Por Enric Albero Moltó 
 

"Uno, dos, tres" o cómo convertir una apología de la Coca-Cola en un relato agridulce sobre el ascenso y caída de un pobre hombre en la sociedad occidental de consumo.A VUELTAS CON EL RITMO

Ante la tendencia actual de asociar el ritmo narrativo a la sucesión vertiginosa de imágenes (técnica empleada en ocasiones de modo legítimo, pero normalmente emparentada con la ininteligibilidad o la ocultación de sentido) cabe, como siempre, recurrir a los maestros para aprender. Aprender, en el caso que nos ocupa, a potenciar la velocidad sin perder el significado que se pretende transmitir.

El rasgo que constituye la obra posterior a El apartamento (The apartment, 1960) en la carrera de Wilder es, sin duda, la velocidad, el ritmo vertiginoso en la narración; factor derivado no del agolpamiento de imágenes (en filmes recientes más bien fotogramas) sino de la destreza verbal de los actores, la capacidad para la construcción de diálogos de I. A. L Diamond y del propio Wilder (recordemos que el filme esta basado en una pieza teatral de Ferenc Molnar), así como de un sobresaliente aprovechamiento de la música (tanto de la partitura original de Aram Khachaturian –La danza del sable- como de las compuestas para el filme, que suelen ser variaciones de la anterior, de André Previn).

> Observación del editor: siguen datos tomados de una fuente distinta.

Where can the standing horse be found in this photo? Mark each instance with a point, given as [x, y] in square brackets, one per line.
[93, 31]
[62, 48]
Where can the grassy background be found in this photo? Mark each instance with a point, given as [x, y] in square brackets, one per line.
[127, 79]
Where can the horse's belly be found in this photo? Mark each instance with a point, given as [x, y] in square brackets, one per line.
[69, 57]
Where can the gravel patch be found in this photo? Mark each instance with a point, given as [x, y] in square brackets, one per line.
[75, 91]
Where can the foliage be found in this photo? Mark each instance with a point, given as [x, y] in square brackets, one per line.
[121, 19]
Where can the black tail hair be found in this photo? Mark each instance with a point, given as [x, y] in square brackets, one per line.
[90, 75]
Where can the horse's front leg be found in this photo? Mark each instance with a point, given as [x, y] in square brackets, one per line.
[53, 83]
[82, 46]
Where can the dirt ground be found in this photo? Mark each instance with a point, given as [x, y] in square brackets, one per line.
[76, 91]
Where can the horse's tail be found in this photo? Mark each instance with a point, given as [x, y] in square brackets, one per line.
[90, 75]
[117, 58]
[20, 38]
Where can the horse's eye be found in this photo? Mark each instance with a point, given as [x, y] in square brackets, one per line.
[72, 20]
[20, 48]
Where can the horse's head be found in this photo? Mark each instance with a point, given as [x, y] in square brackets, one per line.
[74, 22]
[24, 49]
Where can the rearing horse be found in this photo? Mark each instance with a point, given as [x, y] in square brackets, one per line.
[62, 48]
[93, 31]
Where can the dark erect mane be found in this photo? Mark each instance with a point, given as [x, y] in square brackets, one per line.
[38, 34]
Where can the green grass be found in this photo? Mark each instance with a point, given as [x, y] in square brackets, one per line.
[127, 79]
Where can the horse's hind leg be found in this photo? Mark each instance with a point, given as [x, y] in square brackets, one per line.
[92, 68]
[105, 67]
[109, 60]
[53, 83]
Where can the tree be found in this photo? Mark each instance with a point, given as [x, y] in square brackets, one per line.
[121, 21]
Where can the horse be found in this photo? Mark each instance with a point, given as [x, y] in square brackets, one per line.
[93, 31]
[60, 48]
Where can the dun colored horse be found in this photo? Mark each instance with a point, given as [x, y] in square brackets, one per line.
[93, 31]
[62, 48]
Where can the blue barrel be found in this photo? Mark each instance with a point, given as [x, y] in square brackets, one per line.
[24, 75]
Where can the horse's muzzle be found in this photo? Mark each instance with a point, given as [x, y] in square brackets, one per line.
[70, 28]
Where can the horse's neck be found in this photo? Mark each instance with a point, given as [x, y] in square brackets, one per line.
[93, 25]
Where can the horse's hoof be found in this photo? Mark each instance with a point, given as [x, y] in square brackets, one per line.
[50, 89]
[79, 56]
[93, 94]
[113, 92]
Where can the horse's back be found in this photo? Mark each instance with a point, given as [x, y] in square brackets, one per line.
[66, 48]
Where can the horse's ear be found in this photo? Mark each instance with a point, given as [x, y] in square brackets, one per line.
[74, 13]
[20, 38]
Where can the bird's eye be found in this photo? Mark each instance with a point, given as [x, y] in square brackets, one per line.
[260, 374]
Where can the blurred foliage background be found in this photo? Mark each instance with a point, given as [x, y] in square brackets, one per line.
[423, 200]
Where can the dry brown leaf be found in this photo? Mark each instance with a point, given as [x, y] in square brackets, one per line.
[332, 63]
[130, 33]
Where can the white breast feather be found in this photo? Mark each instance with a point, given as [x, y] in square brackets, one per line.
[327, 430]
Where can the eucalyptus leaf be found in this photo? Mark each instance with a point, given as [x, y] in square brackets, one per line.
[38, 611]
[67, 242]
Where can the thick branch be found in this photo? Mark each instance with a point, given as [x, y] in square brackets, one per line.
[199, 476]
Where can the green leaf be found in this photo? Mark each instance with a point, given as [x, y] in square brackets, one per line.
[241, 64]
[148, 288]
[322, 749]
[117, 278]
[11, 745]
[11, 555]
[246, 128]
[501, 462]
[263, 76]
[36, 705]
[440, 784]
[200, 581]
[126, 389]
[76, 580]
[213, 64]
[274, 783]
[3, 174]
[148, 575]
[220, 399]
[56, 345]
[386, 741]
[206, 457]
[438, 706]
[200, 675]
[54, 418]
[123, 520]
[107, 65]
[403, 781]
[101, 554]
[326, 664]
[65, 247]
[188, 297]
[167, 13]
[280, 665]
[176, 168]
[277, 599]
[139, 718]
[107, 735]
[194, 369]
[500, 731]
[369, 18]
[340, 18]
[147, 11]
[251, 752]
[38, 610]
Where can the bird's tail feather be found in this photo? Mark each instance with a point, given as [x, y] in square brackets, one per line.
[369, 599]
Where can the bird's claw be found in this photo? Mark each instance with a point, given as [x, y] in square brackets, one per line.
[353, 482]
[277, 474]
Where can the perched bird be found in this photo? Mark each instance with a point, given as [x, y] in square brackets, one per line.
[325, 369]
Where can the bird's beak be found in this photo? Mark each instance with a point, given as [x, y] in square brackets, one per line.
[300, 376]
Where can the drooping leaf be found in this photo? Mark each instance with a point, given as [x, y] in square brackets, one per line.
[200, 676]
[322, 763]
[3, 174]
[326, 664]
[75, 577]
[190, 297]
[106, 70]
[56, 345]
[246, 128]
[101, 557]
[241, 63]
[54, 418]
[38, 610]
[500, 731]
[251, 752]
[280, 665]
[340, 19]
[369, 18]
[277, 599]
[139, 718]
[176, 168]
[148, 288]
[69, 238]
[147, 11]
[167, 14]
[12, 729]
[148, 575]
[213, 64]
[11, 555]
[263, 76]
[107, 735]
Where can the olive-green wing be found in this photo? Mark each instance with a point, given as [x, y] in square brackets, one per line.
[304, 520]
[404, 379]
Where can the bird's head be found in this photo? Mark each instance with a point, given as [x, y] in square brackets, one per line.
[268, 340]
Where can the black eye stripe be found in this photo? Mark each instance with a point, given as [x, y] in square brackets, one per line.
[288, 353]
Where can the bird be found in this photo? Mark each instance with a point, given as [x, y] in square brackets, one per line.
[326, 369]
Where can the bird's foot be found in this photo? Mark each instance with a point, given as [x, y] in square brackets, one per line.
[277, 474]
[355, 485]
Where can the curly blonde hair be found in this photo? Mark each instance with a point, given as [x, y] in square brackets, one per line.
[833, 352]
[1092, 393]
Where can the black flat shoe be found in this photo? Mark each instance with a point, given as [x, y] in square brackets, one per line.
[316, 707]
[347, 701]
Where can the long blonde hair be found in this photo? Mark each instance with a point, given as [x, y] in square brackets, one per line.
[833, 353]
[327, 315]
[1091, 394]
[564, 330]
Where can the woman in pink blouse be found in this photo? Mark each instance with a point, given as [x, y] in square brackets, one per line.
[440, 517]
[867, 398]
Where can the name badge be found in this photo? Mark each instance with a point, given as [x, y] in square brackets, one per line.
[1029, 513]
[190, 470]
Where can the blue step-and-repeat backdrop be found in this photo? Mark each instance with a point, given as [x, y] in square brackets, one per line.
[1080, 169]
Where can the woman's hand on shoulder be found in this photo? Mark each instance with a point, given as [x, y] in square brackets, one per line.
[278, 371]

Si atendemos a la puesta en escena, los movimientos de cámara nunca son excesivos, el tempo visual es más bien sosegado (en relación con lo anterior, entiéndase); la que sí es convulsa es la interpretación de los actores: Cagney ofrece un registro poco conocido de él, más cercano a sus filmes musicales (en los que se prodigó poco, aunque fueran sus preferidos) que a sus papeles de hombre del hampa. Mide tanto sus movimientos corporales como la voz: grita (¡¡Schlemmer!!) susurra (a su rubia secretaria), se exalta (ante el continuo levantamiento de sus subalternos cuando entra en la oficina), etc. En resumen, da toda un lección de interpretación; al contrario que Horst Bucholz, poco comedido en el gesto, defecto que le lleva a parecer grotesco en ocasiones y ridículo en otras (la escena de la tortura con el gramófono por parte de los soldados comunistas resulta un buen ejemplo).

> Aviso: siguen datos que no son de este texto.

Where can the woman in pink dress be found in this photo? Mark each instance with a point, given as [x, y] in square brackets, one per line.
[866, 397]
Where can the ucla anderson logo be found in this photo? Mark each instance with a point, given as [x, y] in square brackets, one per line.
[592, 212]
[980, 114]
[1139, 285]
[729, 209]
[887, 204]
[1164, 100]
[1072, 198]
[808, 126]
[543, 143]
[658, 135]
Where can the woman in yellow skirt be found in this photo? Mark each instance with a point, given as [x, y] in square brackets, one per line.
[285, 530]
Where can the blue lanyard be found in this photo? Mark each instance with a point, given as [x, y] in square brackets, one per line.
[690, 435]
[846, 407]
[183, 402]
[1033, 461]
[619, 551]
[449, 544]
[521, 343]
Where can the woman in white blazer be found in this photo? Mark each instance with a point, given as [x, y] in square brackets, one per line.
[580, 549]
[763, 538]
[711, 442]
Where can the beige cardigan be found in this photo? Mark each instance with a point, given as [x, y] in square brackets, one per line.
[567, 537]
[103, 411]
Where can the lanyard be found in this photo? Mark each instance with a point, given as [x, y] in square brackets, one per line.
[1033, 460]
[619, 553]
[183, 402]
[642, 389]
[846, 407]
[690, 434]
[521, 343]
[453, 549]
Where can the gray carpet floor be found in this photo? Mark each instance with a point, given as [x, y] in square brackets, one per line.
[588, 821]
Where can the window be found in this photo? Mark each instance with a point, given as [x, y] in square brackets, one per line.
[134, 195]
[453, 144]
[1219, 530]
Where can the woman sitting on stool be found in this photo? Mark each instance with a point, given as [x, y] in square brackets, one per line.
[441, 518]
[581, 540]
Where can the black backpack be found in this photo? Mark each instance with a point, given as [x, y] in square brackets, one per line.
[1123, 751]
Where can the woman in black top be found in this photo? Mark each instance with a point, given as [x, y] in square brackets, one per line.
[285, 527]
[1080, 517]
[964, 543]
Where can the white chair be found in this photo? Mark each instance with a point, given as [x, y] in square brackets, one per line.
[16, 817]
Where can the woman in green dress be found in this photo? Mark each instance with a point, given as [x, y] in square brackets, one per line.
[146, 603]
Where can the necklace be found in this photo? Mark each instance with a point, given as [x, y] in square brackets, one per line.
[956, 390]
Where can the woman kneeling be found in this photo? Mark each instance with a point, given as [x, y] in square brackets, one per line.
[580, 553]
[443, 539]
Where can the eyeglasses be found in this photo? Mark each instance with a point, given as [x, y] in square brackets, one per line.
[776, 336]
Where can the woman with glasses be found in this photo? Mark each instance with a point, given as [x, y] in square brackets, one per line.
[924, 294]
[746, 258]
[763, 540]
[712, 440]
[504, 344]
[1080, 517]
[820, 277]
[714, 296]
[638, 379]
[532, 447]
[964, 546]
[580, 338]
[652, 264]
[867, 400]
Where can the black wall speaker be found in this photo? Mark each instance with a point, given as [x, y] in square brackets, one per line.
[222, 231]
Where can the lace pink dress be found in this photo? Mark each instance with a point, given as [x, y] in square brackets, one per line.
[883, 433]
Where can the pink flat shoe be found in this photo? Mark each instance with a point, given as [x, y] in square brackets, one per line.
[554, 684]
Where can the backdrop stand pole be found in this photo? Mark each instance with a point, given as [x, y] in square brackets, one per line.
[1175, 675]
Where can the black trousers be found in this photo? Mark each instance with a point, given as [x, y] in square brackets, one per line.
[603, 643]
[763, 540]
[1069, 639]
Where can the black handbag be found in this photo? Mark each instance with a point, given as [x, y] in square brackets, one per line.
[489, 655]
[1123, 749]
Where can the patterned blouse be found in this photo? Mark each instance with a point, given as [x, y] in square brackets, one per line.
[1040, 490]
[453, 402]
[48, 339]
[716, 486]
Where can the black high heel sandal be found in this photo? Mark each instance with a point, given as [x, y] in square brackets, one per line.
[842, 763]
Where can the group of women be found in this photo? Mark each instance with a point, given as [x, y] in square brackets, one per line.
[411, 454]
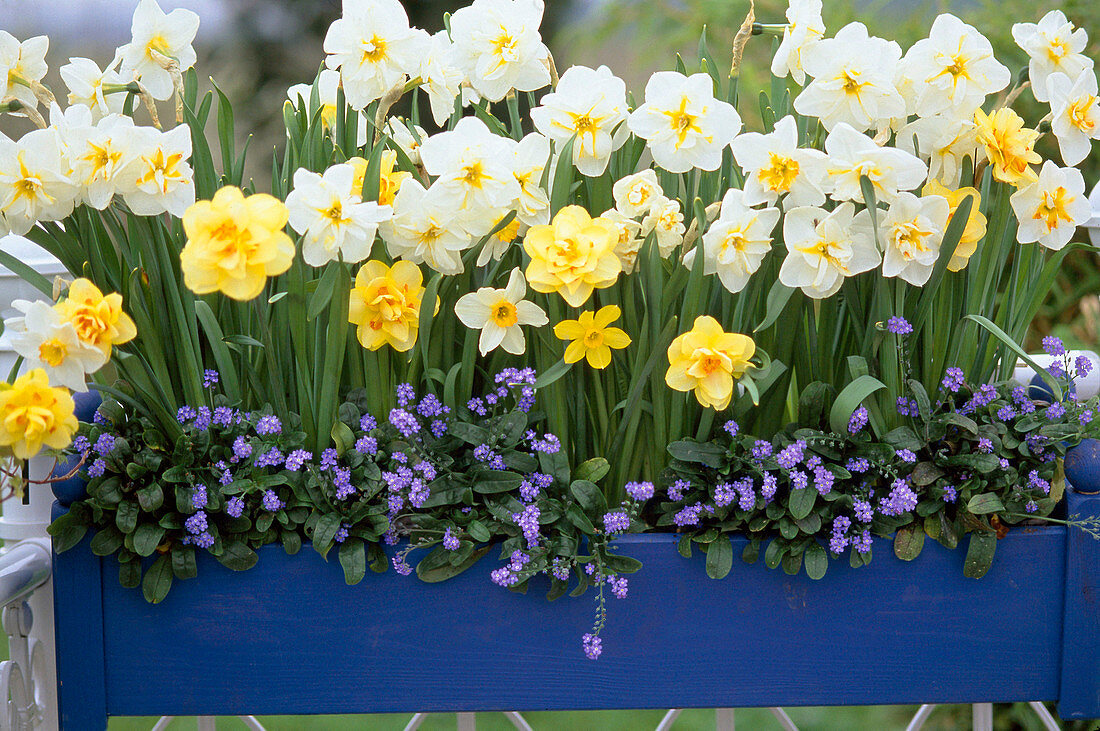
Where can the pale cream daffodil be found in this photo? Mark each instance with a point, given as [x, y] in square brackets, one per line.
[823, 248]
[1051, 208]
[954, 69]
[102, 157]
[682, 122]
[424, 229]
[774, 166]
[531, 156]
[498, 48]
[374, 48]
[334, 223]
[46, 340]
[636, 194]
[34, 183]
[804, 29]
[85, 81]
[853, 155]
[156, 33]
[22, 65]
[666, 221]
[911, 232]
[738, 241]
[1053, 45]
[162, 179]
[587, 107]
[441, 77]
[853, 80]
[1075, 114]
[474, 169]
[943, 141]
[499, 314]
[629, 240]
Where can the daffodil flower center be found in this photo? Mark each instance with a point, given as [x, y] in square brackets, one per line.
[780, 173]
[504, 314]
[683, 122]
[53, 352]
[1053, 208]
[374, 50]
[1079, 113]
[473, 175]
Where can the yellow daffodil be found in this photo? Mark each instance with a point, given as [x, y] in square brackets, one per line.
[33, 413]
[385, 303]
[975, 225]
[592, 338]
[1009, 145]
[707, 360]
[234, 243]
[98, 320]
[572, 255]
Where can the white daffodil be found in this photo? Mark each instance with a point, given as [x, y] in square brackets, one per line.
[531, 156]
[774, 166]
[1054, 45]
[424, 229]
[474, 169]
[498, 47]
[804, 29]
[629, 241]
[442, 79]
[944, 141]
[666, 221]
[587, 107]
[853, 80]
[374, 48]
[954, 68]
[21, 66]
[162, 180]
[334, 223]
[635, 195]
[499, 243]
[853, 155]
[103, 156]
[682, 122]
[1051, 209]
[47, 341]
[911, 233]
[737, 242]
[34, 183]
[85, 81]
[328, 82]
[153, 32]
[499, 314]
[823, 248]
[407, 136]
[1075, 114]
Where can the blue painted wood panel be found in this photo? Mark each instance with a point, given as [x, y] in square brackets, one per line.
[288, 637]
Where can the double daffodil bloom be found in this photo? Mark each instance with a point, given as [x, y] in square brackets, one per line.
[34, 414]
[592, 338]
[706, 360]
[1051, 209]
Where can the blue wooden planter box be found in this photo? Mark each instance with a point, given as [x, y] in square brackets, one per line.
[289, 637]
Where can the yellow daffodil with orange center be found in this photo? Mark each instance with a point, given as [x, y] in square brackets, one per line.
[592, 336]
[33, 413]
[1009, 145]
[98, 320]
[385, 303]
[706, 360]
[975, 226]
[234, 243]
[572, 255]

No sólo es una desternillante comedia... en Wilder siempre ha habido un interés por ser un reflejo de la situación histórica, de la realidad social en que se mueve.HISTORIA DE DOS BLOQUES

El argumento narra las peripecias de un dirigente de Coca-Cola responsable de la factoría situada en Berlín Oeste en plena guerra fría. La llegada de la hija del director general, trasladada por su padre de un lugar a otro para apaciguar su fogoso temperamento, provocará una “revolución” en el seno de la familia McNamara: la primogénita del gran jefe se enamorará (y acabará casada y encinta) de un alemán perteneciente al bloque comunista. Desde este momento el viejo Mac (James Cagney), ansioso por ser ascendido, tratará, primero, de anular la boda entre ambos (enviando al pobre Otto Piffl –Horst Bucholz– a la cárcel) y luego, al enterarse del estado de la hija del jefe, intentará, por todos los medios rescatar y convertir al desdichado bolchevique en un digno pretendiente.

Al tiempo, un sinfín de tramas entrecruzan la principal (factor que incide, de nuevo, en el ritmo): los devaneos de Mac con fraulein Ingeborg (Liselotte Pulver), y el consiguiente desmoronamiento de su matrimonio; el pacto con los camaradas para exportar la Coca-Cola a la URSS, etc.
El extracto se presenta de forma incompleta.